The door had opened softly, and a young girl, clad in deep, lusterless mourning apparel, had entered the parlor.

CHAPTER VII

Captain Lancaster was taken at a disadvantage. He was not at all a vain man. He did not half know how fine looking he was, and his hasty perusal of the mirror was directed rather to his dress than his face. But as he turned about hastily and met the half smile on the lips of the new-comer, he realized instantly that his attitude had favored strongly of masculine vanity, and a not unbecoming flush mounted to his good-looking, straight-featured face. He had a sneaking sense of shame in being caught posing, as it were, before the mirror by this extremely pretty girl.
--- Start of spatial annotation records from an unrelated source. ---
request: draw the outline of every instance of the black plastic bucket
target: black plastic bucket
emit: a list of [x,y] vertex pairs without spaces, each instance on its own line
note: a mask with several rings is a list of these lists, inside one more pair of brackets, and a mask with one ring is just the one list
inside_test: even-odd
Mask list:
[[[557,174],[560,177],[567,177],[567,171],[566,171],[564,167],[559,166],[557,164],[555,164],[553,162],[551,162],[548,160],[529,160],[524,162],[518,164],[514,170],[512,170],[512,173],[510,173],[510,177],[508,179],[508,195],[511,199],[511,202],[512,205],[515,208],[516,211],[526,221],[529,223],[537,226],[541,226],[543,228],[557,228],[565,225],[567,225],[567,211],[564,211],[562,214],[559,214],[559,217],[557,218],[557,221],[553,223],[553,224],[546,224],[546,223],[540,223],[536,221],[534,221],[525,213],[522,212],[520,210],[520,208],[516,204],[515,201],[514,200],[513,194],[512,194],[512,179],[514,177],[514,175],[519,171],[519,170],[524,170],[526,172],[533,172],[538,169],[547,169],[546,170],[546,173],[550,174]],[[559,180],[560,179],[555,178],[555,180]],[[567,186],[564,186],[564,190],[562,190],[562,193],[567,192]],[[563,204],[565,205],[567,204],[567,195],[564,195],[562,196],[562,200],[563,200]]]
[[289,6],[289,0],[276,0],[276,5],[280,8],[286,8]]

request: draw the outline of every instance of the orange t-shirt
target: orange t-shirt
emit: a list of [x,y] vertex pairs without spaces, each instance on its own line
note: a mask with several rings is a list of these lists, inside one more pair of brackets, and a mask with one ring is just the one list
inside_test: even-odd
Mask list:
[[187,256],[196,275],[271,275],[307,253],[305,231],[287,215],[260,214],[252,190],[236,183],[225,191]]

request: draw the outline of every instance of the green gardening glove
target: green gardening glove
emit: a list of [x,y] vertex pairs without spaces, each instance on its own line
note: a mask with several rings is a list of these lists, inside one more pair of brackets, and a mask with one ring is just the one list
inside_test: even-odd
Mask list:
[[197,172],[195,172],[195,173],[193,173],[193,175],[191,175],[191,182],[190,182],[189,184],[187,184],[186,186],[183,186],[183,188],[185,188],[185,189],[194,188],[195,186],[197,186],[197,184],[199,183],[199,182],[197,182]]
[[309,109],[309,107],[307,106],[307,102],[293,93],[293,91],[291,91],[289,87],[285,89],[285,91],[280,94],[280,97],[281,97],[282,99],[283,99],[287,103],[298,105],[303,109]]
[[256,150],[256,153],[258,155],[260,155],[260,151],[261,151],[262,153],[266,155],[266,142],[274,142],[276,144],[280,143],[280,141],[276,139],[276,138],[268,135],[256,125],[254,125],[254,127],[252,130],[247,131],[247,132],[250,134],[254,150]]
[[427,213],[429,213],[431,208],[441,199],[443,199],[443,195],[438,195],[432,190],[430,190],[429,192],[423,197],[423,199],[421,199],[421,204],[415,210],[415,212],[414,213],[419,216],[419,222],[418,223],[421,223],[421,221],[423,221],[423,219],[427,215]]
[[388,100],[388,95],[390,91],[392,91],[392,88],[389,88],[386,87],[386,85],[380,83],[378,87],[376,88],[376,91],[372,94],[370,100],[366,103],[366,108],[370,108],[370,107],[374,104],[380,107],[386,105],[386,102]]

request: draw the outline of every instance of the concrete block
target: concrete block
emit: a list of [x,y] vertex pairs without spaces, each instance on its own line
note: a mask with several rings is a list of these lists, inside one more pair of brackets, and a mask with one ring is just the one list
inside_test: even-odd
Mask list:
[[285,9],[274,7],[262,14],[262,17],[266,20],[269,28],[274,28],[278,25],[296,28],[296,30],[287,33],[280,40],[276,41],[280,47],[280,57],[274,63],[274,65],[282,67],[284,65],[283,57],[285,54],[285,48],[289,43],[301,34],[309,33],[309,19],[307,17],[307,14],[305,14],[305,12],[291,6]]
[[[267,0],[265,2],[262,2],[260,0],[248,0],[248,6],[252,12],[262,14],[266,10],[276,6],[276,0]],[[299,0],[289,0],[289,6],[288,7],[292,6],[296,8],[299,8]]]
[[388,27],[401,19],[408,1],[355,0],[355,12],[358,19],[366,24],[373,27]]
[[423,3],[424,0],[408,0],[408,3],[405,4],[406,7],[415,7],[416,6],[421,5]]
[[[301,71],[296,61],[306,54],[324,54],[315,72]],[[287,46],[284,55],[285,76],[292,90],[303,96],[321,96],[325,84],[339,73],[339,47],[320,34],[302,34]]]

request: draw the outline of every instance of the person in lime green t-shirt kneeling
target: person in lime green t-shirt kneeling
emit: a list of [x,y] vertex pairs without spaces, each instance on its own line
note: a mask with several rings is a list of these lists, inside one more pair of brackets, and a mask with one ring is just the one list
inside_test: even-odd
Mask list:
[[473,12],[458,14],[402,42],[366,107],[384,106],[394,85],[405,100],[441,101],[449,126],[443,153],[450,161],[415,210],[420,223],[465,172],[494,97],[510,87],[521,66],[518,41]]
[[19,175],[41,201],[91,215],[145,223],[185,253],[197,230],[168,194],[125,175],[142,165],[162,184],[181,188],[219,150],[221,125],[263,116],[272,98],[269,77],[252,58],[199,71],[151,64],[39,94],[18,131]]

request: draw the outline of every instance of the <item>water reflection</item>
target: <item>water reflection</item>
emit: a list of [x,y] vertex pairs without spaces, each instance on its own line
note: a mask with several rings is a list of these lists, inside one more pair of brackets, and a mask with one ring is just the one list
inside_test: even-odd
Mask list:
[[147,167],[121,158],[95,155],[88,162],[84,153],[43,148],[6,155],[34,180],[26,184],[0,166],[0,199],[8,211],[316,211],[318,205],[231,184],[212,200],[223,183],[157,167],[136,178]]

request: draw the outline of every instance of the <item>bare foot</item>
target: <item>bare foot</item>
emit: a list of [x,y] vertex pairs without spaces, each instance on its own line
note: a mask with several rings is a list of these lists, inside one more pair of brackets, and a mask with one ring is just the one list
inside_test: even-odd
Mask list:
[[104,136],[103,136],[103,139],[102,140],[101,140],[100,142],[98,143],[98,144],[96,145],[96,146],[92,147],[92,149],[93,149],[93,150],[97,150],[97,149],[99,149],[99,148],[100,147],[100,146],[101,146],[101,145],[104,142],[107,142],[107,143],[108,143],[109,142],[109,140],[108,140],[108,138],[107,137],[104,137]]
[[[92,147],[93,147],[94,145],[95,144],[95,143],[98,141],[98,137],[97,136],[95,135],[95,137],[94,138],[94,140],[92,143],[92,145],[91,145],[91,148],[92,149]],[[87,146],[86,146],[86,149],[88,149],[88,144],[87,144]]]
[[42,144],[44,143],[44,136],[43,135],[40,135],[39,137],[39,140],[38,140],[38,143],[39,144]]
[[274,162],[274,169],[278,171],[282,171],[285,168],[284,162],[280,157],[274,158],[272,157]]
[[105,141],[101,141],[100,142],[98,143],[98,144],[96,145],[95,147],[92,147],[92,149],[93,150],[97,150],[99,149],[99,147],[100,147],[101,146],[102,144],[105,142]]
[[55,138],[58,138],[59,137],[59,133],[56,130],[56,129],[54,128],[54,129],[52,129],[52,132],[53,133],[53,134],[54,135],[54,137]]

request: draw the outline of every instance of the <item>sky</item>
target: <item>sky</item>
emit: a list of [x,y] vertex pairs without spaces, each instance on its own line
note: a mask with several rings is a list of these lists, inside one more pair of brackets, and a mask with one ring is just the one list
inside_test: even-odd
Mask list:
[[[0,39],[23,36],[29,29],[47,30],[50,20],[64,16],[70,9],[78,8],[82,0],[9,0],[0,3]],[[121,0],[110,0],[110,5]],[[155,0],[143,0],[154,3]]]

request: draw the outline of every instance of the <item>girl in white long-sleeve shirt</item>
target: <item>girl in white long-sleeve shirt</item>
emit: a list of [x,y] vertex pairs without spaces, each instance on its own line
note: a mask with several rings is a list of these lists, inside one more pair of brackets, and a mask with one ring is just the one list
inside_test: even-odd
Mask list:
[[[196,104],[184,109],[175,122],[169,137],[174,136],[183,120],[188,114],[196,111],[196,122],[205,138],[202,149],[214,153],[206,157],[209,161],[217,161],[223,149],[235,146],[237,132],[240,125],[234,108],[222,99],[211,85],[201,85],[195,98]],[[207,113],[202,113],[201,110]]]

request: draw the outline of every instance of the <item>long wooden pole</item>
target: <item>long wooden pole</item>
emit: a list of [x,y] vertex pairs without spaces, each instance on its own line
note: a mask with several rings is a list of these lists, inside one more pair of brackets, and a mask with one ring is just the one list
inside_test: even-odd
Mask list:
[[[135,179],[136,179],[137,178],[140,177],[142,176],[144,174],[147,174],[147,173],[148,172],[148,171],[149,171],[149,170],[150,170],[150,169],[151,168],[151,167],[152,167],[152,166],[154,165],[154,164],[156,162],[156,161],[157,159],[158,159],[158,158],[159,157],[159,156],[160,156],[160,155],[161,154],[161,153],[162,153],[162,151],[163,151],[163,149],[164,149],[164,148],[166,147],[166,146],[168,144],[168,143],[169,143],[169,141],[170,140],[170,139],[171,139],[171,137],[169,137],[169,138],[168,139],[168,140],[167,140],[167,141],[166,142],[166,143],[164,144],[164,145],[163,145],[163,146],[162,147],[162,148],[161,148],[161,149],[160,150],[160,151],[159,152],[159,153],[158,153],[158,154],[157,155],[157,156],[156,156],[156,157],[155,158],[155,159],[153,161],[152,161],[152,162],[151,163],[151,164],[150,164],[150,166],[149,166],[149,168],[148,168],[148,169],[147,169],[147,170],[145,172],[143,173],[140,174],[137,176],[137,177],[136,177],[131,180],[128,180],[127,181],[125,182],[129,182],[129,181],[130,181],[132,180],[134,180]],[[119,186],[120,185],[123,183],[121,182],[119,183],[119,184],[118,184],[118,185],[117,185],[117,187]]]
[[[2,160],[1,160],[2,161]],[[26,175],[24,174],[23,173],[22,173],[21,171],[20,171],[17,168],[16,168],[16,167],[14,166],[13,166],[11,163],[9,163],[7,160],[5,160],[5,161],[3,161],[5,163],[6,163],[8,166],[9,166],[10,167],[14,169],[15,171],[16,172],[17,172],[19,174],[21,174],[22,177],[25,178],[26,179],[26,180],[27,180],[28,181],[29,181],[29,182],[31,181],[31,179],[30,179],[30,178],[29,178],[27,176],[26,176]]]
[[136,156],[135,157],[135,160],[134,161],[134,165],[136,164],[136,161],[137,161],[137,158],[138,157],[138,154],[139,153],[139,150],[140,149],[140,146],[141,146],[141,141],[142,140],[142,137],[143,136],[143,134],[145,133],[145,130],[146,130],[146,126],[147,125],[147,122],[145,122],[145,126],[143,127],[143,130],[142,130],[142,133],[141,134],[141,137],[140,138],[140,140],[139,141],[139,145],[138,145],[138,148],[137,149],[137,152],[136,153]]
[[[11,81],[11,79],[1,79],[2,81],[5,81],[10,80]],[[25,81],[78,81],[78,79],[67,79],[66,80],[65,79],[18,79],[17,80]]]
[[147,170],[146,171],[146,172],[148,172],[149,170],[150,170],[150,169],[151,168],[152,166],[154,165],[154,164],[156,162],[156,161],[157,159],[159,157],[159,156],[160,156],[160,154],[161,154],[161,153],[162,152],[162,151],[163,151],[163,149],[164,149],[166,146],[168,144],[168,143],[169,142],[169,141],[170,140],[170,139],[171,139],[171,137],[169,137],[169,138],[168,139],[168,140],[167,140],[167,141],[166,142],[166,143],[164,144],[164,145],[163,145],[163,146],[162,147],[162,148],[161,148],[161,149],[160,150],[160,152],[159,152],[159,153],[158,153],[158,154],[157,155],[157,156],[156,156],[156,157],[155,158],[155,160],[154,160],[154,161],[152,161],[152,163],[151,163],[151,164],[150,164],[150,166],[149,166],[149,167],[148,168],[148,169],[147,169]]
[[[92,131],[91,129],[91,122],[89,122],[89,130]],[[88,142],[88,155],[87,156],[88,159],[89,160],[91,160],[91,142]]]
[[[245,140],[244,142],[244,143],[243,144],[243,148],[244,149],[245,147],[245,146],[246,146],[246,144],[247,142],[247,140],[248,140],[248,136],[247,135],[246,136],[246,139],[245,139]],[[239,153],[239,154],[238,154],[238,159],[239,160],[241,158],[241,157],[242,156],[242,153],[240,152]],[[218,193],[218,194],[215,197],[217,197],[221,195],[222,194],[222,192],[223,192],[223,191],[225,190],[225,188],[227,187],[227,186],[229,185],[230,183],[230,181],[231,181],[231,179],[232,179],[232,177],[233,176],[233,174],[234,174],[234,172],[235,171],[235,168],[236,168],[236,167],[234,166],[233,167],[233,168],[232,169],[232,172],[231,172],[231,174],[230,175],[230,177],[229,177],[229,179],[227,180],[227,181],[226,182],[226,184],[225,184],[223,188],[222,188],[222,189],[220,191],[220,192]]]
She was more than pretty, this girl—she was rarely beautiful. She was of medium height and size, and her figure was symmetry itself, all its delicious curves and slender outlines defined at their best by the close-fitting black jersey waist she wore buttoned up to the graceful white throat that had a trick of holding itself high, as if innocently proud of the fair face that shone above it—the face that Captain Lancaster gazed at in wonder for a moment, and then in the most lively and decided disapprobation.